Application to some frequently encountered pollution sources
To that end, we need to determine the normalized eigenfunctions of the associated eigenvalue problem introduced in (V.27). In the remainder of this paper, we aim to evaluate the lower and upper frame bounds obtained in (V.48) from the total amount charged by the sourceF introduced in (V.51) for two different types of source intensity functions and various source positions. The numerical experiments in Tables 1-2 show that the constant value ζg=0(T0) achieved by the function ζg introduced in (V.43) with g = 0 yields good lower and upper frame bounds, as established in (V. .43). 48), which give a significant approximation of the total amount loaded by the time dependent point sources F in the case of one or more active point sources and for the two different types of source intensity functions used.
In this paper, we studied the identification of the time active limit associated with an unknown source appearing in the right-hand side of a 2D linear evolution advection-dispersion-reaction equation. We transform the determination of the sought HUM boundary control into the minimization of a continuous and strictly convex functional. We establish the calculation of the sought HUM boundary control for the general environment.

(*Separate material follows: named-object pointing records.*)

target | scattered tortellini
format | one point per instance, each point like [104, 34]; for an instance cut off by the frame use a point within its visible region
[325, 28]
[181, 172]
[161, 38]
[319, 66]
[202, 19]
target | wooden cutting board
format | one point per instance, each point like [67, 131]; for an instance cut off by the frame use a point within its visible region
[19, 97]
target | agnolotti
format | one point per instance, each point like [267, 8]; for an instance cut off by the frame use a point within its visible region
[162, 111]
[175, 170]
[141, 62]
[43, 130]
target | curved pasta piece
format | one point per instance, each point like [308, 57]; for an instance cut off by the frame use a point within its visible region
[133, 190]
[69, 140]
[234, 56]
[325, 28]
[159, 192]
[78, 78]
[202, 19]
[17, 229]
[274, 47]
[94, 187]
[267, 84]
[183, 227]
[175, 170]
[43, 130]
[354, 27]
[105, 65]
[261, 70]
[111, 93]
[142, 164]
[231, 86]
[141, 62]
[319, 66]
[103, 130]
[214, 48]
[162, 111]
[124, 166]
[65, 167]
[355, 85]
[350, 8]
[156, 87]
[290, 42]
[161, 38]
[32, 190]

Lions, A Numerical Approach to Exact Boundary Controllability of the Wave Equation (I) Dirichlet Controls: A Description of Numerical Methods, Japan J. 2013) Identification of a Time-Active Boundary with Lower and Upper Bounds of the Total Quantity Imposed by an Unknown Source in the 2D Transport Equation, Inverse Problems and imaging submitted. Inverse Problems in Seismology, Bulletin of the Japan Society for Industrial and Applied Mathematics, Vol. 2003).